Accountability sounds all shiny, but the world is just too random to let accountability work as well as it sounds like it should.

But the personal, integrity-based accountability of me to my peers of which y'all speak is undoubtedly laced with forgiveness. That sounds good to me.
Frank Paynter - 7/1/2004 10:23:51 AM
Perhaps my pointer to Primavera was a little terse. I strongly agree with orcmid's comment. Accountability on large projects is about teamwork. It's about keeping track... runs, hits, errors... sometimes a manager will discover that it's better to put the shortstop on the pitcher's mound and the pitcher at shortstop just based on performance. On a really large project we use tracking tools to provide a measure of accountability. There are all kinds of personal implications here but if we assume that we're all playing with integrity and playing to do the best job we can as a team, well... accountability is just one of the tools we use to tune-up.

Incidentally, if anyone linked through to the primavera site, wasn't the descriptive prose turgid and all 'engineers doing their own marketing by dressing in high-corporate drag?'
orcmid - 7/1/2004 12:54:06 AM
I heard accountability separated from promising and responsibility once, and I found a lot of freedom with it.  It has stuck with me ever since.

For me now, being accountable means being one who provides an account.  It is my declaration that I can be counted on to be clear on what's so, just like the job of an accountant.  So, whatever I have promised and whatever the commitments are, I take being accountable as providing an accurate and timely account.  Then any corrections can be put in, any promises can be restored, and new commitments made based on where we are.  It removed the blaming (and fear) and I find it still takes courage to get my stuff out of the way and simply provide an account.

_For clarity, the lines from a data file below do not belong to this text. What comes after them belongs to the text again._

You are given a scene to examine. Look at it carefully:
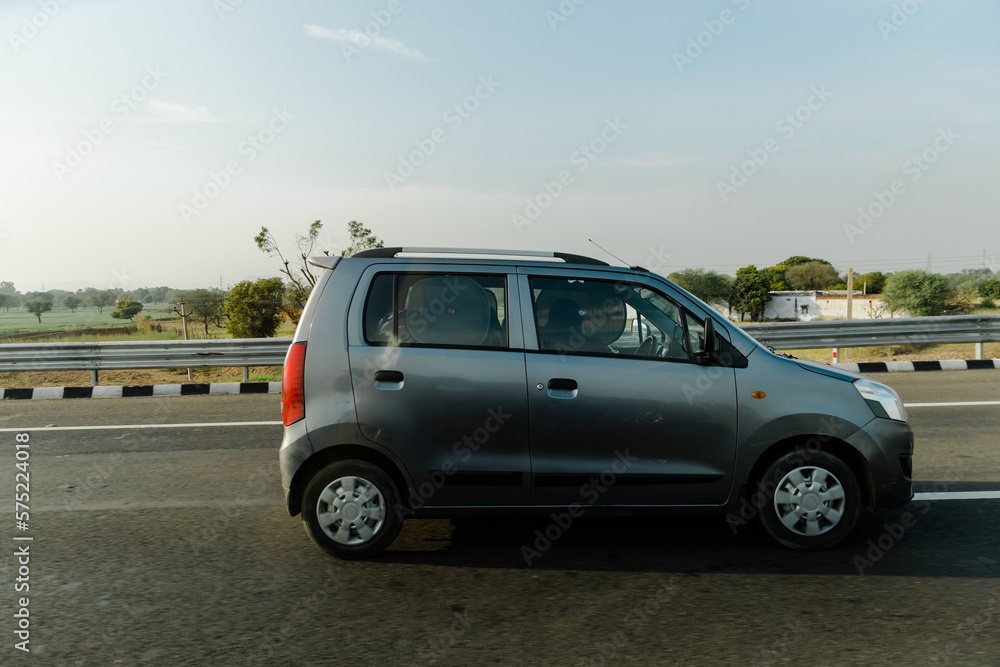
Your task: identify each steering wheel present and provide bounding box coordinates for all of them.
[635,336,656,357]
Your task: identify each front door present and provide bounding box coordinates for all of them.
[520,270,737,506]
[349,266,530,507]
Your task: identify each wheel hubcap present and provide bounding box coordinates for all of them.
[774,466,847,537]
[316,476,385,545]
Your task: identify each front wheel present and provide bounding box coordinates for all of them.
[760,452,861,549]
[302,460,403,560]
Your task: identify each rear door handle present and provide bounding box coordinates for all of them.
[375,371,403,391]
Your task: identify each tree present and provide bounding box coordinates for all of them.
[782,255,833,269]
[111,299,142,320]
[84,290,117,313]
[340,220,382,257]
[667,269,729,303]
[225,278,285,338]
[729,264,771,322]
[882,271,952,316]
[979,278,1000,308]
[184,289,225,338]
[854,271,889,294]
[785,262,840,290]
[63,296,83,313]
[253,220,382,324]
[760,264,788,292]
[24,292,52,324]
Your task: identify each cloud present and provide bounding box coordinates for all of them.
[306,23,430,62]
[143,99,222,123]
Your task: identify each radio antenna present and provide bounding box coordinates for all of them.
[587,239,628,266]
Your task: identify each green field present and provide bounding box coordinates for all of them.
[0,306,180,335]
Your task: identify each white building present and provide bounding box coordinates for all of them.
[764,290,910,322]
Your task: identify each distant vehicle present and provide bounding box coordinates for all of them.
[280,247,913,559]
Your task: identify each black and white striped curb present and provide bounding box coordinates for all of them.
[834,359,1000,373]
[0,382,281,399]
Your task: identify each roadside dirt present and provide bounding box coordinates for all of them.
[0,366,281,389]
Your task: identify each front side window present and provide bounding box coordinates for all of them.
[364,273,507,347]
[530,278,705,361]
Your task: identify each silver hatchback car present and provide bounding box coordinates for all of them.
[280,247,913,559]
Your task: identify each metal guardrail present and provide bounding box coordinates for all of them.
[0,338,292,386]
[0,315,1000,385]
[743,315,1000,359]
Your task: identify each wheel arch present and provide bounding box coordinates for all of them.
[288,444,410,516]
[743,434,875,509]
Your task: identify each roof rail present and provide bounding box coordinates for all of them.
[351,246,610,266]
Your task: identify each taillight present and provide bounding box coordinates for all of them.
[281,341,306,426]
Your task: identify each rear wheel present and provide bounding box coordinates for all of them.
[760,452,861,549]
[302,460,403,560]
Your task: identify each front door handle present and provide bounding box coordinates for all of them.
[538,378,576,398]
[549,378,576,391]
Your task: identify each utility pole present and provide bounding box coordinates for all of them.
[844,268,854,359]
[174,297,194,381]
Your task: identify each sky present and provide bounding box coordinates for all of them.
[0,0,1000,292]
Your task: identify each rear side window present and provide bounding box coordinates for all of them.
[364,273,507,348]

I had promised my personal coach that I would provide 10 things by the time of our call tomorrow.  Today I called and said I only had 4 things and I was concerned about the 10.  I asked if some of them could be done electronically and he said sure.  Just in talking to him, several other activities for completing the assignment occured to me as well.  It all came out of being accountable.  I am beginning to think that accountability is an essential foundation to integrity.
Frank Paynter - 6/30/2004 5:16:09 PM
Bill Seitz - 6/30/2004 4:38:05 PM
'Plus, it assumes that business advances by a million small steps.'

Worse than that, it assumes that all those steps must be in the same direction.

S.E. August - 6/30/2004 3:38:42 PM
First, I recently found your blog and I am loving it. Please keep up the great work.

Second, I get a chill whenever I hear someone say they don't want to be held accountable. Someone has to own something or else nobody owns anything and it's just one big morass of finger pointing. Accountable means 'obliged to accept responsibility.' And, yes, at the end of the day we have to accept responsibility for what we do (and do not) manage to accomplish. We have no problem owning success; we need to own our failures, too.

Third, I believe that accountability improves trust. Show me someone who knows how to fail well (by owning their mistakes, by learning from them, by not being paralyzed by them, and by not being a big crybaby about how things were out of their control!) and I will both respect and trust them.

Fourth, who am I kidding? No one is accountable for anything these days, with the possible exception of weather forecasters. Seems like a rather noble profession, doesn't it?
Kevin Gossett - 6/30/2004 2:59:21 PM
Accountability married to responsibility is absolutely essential to success. Too many times managers hold members of their team accountable without providing the responsibility and authority to do the job.

On the other hand, often managers (and sometimes their team) are given responsibility without being held accountable for what results. Equally bad.

I'll ALWAYS opt for accountability if you give me responsibility too.